“I think salt should be banned in restaurants. I ask if a dish has salt in it, and if I does, I get something else that doesn’t have salt,” Ortiz tells me, before going on to say that he has eaten, and expects he will continue to eat, among other things, ham, cheese and bread in restaurants, all of which contain salt.
It is inarguable that too much salt in the diet can contribute to a host of health problems. It is further inarguable that many processed foods contain levels of sodium so high that consuming them regularly is inadvisable. V8 Juice, for instance, contains one-third of the government’s recommended daily sodium intake in just one 12-ounce serving, for instance, and one serving of Campbell’s regular condensed chicken-noodle soup, in the familiar red-and-white can, delivers even more salt. Number like those should be reduced.
However, that’s not what Ortiz’s bill is going after. He’s intent on banning all salt used in all restaurant food.

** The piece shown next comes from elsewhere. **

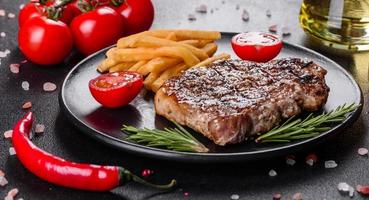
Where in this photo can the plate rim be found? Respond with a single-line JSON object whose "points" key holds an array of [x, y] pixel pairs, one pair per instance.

The language of the bill reads:
No owner or operator of a restaurant in this state shall use salt in any form in the preparation of any food for consumption by customers of such restaurant, including food prepared to be consumed on the premises of such restaurant or off of such premises.
The justification for the proposed law, given in the bill’s introduction, reads:
This legislation will give customers the option to add salt after the meal has been prepared for them. In this way, consumers have more control over the amount of sodium they intake, and are given the option to exercise healthier diets and healthier lifestyles.